Com isso, ao procurar o escapismo e o "prazer de sentir medo" através da literatura de terror, as pessoas foram sentindo a necessidade de obras cada vez mais assustadoras. Obviamente os autores e o mercado editorial perceberam isso (mesmo a nível inconsciente) e assim, com o passar dos anos, as histórias de terror se tornaram cada vez mais detalhadas e em muitos casos cada vez mais extremas. 

Então, por exemplo, livros como Drácula ou Frankenstein não dão medo nos dias de hoje (chega até mesmo a ser difícil acreditar se estas leituras algum dia provocaram medo em alguém), pois já lemos (e, infelizmente, vimos) terrores que vão além do que está escrito nestes livros.

Isto é ainda mais fácil de se perceber no cinema e nos quadrinhos. Por exemplo, filmes de ação antigamente limitavam a violência a trocas de tiros ou lutas coreografadas entre o herói e o vilão. Com o passar do tempo,  a violência nos filmes aumentou consideravelmente, incluindo cenas com demonstrações de crueldade e sadismo que eram impensáveis de serem exibidas no cinema alguns anos antes (incluíram cenas de tortura, por exemplo). Nos quadrinhos, basta comparar o estilo dos anos 60-70 com os atuais. Há muito mais violência, cada vez mais extrema. Por exemplo, as cenas de luta nos quadrinhos daquela época eram bem mais estáticas e não eram muito impactantes. Acho que nem em quadrinhos "de terror" havia muita violência. Hoje em dia, não é difícil encontrar cenas chocantes de desmembramento em quadrinhos de super-heróis, coisa que imagino que fosse impensável nos anos 60. 

No terror, nota-se que os "monstros clássicos" (vampiros, lobisomens, etc) foram relegados para o reino da Dark Fantasy, e não costumam mais ser antagonistas de histórias de terror, ou ao menos não costumam mais ser os antagonistas principais. A mesma coisa aconteceu com os zumbis, que há pouco tempo "estavam na moda" mas também já foram relegados para a Dark Fantasy. Hoje em dia o que está em voga por enquanto são espíritos malignos, demônios que possuem pessoas, serial killers, terror psicológico e por aí vai, fora os clichês mais comuns das Creepy Pastas (que de certa forma também envolvem espíritos malignos, serial killers e, principalmente, muito terror psicológico). 

(Aliás, as Creepy Pastas merecem um post à parte, pois é possível detectar alguns fatores bastante característicos inerentes a este subgênero literário, muito embora ele já tenha decaído, na minha opinião.)

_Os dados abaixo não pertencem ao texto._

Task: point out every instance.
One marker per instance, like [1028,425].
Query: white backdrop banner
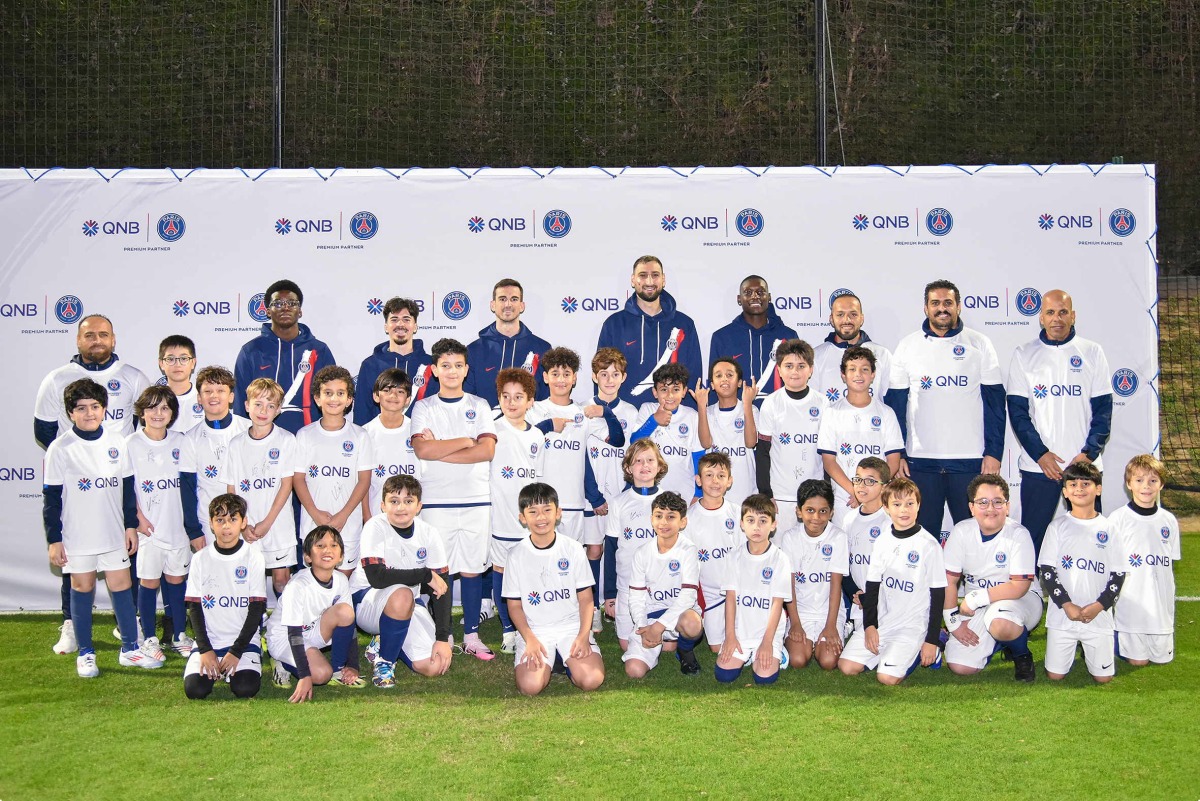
[191,252]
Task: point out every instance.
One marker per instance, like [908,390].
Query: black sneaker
[1023,668]
[689,664]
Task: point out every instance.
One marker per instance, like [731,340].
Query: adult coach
[847,318]
[95,359]
[949,402]
[651,331]
[505,343]
[1060,403]
[287,351]
[401,350]
[751,337]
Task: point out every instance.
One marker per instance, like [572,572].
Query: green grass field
[472,735]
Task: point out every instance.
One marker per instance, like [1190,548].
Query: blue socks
[391,636]
[81,616]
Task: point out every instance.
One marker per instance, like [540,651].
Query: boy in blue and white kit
[1081,567]
[455,439]
[520,455]
[789,423]
[226,603]
[391,435]
[713,528]
[549,590]
[91,519]
[1150,536]
[168,528]
[675,428]
[757,582]
[333,464]
[663,589]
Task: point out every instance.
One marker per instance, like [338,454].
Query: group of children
[679,507]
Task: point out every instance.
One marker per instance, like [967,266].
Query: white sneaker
[67,643]
[85,666]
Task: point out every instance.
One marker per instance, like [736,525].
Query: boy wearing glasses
[993,555]
[286,351]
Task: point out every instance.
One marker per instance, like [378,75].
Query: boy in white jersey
[673,428]
[629,528]
[994,556]
[663,586]
[789,422]
[333,464]
[262,461]
[455,439]
[520,451]
[177,361]
[227,577]
[167,523]
[391,437]
[90,516]
[729,425]
[402,559]
[1150,538]
[820,560]
[863,527]
[316,613]
[549,590]
[757,582]
[904,596]
[1081,570]
[856,426]
[210,439]
[713,528]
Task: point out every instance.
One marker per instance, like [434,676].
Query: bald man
[1060,403]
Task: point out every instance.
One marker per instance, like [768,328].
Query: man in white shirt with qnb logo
[1060,403]
[949,402]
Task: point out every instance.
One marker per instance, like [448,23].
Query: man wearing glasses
[287,351]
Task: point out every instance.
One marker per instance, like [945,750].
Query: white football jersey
[547,582]
[442,482]
[225,585]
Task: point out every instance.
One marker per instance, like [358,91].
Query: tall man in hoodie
[401,350]
[751,338]
[287,351]
[651,331]
[503,344]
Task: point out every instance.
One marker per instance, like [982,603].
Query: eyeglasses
[987,503]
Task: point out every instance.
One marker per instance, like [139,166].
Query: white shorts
[1158,649]
[1025,612]
[466,533]
[898,651]
[251,660]
[421,632]
[155,561]
[555,642]
[111,560]
[1099,652]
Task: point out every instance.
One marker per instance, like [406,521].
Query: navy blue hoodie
[268,356]
[415,363]
[493,351]
[643,339]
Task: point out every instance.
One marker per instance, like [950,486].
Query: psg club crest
[364,226]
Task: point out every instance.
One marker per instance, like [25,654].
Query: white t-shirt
[791,427]
[156,468]
[330,463]
[394,456]
[442,482]
[547,582]
[91,475]
[225,585]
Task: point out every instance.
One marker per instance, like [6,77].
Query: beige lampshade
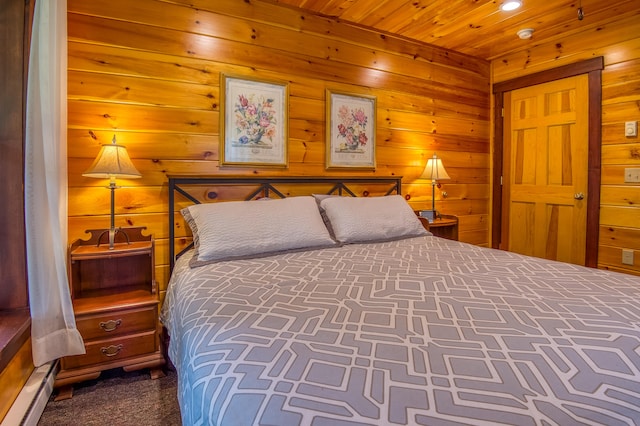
[112,161]
[434,170]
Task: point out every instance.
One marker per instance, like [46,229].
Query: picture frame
[351,130]
[253,122]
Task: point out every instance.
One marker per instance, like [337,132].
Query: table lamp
[112,162]
[435,171]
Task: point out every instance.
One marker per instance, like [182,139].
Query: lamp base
[430,215]
[112,236]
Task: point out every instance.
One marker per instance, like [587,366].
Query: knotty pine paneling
[149,72]
[619,43]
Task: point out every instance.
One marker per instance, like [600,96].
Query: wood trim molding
[592,67]
[15,329]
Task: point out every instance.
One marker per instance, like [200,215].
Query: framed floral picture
[253,122]
[351,130]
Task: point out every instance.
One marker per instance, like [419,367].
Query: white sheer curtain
[53,328]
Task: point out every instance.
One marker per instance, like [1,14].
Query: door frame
[592,67]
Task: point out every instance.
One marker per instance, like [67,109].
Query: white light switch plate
[632,175]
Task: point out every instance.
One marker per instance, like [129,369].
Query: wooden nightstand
[446,226]
[115,301]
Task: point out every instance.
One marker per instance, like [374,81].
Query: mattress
[419,331]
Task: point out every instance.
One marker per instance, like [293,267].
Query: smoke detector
[525,33]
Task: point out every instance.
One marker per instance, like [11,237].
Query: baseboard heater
[32,399]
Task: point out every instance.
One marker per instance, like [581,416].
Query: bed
[390,325]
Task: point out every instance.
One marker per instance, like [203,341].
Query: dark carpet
[118,398]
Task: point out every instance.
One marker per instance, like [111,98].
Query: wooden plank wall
[619,43]
[149,72]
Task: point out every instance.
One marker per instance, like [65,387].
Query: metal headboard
[265,186]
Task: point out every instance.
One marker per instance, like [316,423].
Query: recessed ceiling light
[510,5]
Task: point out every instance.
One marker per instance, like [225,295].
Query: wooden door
[545,165]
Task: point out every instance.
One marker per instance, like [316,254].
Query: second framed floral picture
[253,123]
[351,130]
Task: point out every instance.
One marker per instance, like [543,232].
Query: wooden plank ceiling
[475,27]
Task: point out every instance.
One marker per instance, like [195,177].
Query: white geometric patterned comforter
[422,331]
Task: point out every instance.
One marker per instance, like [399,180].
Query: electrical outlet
[631,175]
[627,257]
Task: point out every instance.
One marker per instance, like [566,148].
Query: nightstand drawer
[117,322]
[110,350]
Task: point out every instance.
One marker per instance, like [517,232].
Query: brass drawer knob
[111,350]
[110,325]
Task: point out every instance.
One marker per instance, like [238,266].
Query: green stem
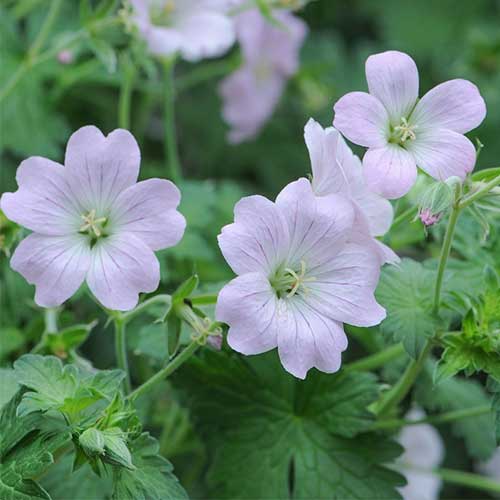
[480,192]
[166,371]
[462,478]
[403,217]
[398,392]
[170,142]
[157,299]
[121,351]
[35,59]
[376,360]
[124,104]
[450,416]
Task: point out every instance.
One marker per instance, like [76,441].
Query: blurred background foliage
[447,38]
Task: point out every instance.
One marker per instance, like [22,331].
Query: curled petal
[122,267]
[43,202]
[393,78]
[389,171]
[148,210]
[249,306]
[443,153]
[362,119]
[56,265]
[456,105]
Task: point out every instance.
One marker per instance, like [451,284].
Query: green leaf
[459,394]
[406,291]
[274,436]
[151,480]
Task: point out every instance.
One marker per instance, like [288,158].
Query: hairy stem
[480,192]
[376,360]
[170,142]
[124,104]
[166,371]
[121,351]
[450,416]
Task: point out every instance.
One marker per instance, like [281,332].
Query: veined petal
[249,306]
[56,265]
[122,266]
[389,171]
[392,77]
[443,153]
[318,226]
[362,119]
[205,34]
[99,168]
[328,175]
[456,105]
[307,339]
[148,210]
[44,202]
[258,240]
[344,287]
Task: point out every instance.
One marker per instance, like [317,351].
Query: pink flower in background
[402,131]
[197,29]
[270,58]
[299,278]
[92,221]
[337,170]
[424,450]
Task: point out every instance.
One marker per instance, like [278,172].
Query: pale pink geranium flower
[92,221]
[337,170]
[299,278]
[270,57]
[423,450]
[196,29]
[402,131]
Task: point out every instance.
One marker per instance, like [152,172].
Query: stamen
[91,224]
[405,130]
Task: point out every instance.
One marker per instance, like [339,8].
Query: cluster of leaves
[61,409]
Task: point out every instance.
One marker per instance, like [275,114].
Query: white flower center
[289,282]
[161,12]
[93,225]
[404,131]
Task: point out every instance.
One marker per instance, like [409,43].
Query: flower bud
[92,441]
[435,201]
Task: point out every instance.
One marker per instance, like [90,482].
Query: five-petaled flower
[270,58]
[92,221]
[196,29]
[337,170]
[300,278]
[402,132]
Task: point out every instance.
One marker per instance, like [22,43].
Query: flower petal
[99,167]
[148,210]
[318,226]
[122,266]
[56,265]
[44,202]
[328,175]
[258,240]
[389,171]
[344,287]
[248,305]
[393,78]
[307,339]
[456,105]
[205,34]
[443,153]
[362,119]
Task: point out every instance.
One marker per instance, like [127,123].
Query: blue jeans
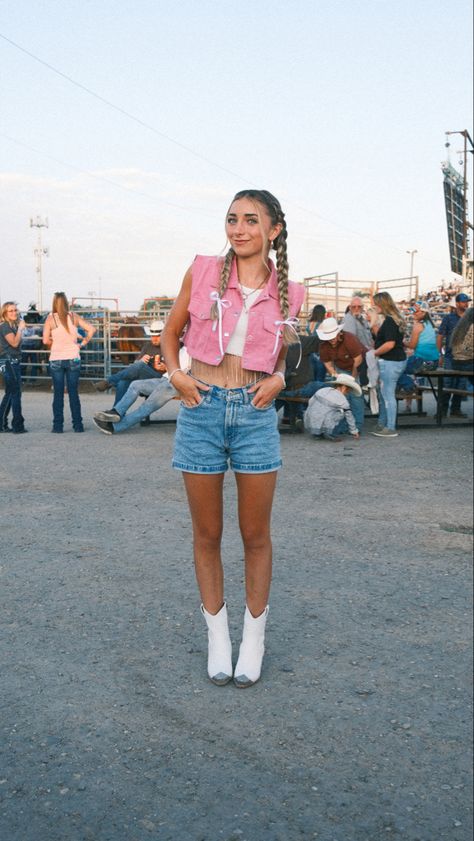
[390,372]
[306,390]
[319,368]
[158,393]
[412,367]
[455,382]
[12,396]
[66,372]
[136,371]
[357,406]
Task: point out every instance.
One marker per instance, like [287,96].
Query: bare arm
[170,342]
[415,335]
[14,339]
[47,332]
[89,328]
[355,364]
[385,348]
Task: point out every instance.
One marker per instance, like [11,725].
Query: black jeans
[12,396]
[66,372]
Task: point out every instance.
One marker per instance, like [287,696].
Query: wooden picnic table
[440,375]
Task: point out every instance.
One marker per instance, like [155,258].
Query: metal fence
[116,343]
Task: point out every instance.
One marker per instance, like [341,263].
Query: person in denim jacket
[61,333]
[11,331]
[239,313]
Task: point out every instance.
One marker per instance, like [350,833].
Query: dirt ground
[359,729]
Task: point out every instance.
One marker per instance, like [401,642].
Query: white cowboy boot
[219,661]
[249,664]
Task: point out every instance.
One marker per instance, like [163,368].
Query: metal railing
[116,343]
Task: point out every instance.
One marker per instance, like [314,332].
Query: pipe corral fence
[335,293]
[117,342]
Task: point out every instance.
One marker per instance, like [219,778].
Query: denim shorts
[226,428]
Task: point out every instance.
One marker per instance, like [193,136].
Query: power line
[118,108]
[104,179]
[178,143]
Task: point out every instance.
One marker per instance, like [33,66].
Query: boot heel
[219,661]
[252,648]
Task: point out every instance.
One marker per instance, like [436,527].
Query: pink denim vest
[206,339]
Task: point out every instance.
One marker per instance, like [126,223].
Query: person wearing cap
[445,330]
[157,393]
[149,365]
[329,413]
[425,350]
[342,353]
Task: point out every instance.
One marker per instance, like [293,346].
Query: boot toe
[220,679]
[242,681]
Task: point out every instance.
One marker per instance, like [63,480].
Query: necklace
[247,295]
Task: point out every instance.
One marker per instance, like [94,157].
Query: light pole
[39,252]
[412,260]
[466,224]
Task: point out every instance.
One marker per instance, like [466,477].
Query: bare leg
[206,506]
[255,495]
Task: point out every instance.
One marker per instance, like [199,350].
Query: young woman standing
[238,312]
[391,357]
[11,331]
[61,333]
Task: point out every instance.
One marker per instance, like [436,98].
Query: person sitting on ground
[158,393]
[299,374]
[425,351]
[343,353]
[329,414]
[149,365]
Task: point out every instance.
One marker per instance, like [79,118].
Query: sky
[131,126]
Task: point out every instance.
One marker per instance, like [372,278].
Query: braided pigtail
[279,244]
[225,274]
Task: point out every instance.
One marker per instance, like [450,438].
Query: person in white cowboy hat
[342,353]
[148,365]
[329,414]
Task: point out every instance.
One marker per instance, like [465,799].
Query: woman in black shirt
[391,356]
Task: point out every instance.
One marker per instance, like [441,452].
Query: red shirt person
[339,350]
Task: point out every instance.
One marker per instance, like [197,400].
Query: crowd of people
[384,347]
[233,350]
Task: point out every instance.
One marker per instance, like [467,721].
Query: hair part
[459,333]
[277,217]
[386,303]
[318,313]
[60,306]
[3,314]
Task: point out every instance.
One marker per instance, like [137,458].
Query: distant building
[157,307]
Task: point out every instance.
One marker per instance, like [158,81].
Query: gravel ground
[359,729]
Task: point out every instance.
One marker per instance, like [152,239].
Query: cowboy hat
[346,379]
[155,328]
[328,329]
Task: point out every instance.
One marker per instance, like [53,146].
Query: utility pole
[39,252]
[412,260]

Uma possível explicação para isso seria que vampiros e lobisomens são temas que já foram extensamente explorados e com isso nos acostumamos com eles. Outra explicação é que, bem ou mal, espíritos e demônios são entidades muito menos conhecidas e muito mais elásticas em termos de forma e possibilidades, o que ajuda a ativar o nosso medo do desconhecido, que nos acompanha a vida inteira. 

Quanto a serial killers em histórias de terror, eles dão medo porque representam situações que podem ocorrer na vida real, ou seja, estão mais próximos de nossa realidade. Muitas das histórias que foram escritas envolvendo serial killers são adaptações da realidade, e é esta proximidade que dá medo.

Um dia até mesmo estas coisas se tornarão lugar-comum (já está acontecendo) e outros assuntos precisarão ser explorados (ou assuntos antigos precisarão ser repaginados) na literatura de terror. 

Eu já vejo despontarem contos centrados em assuntos atuais, como o mau uso da inteligência artificial, as desventuras de pessoas desesperadas tentando ganhar dinheiro no mundo da "gig economy",  e fora todas as coisas estranhas que têm acontecido na nossa bizarra era moderna...

O meu medo é... o que virá a seguir?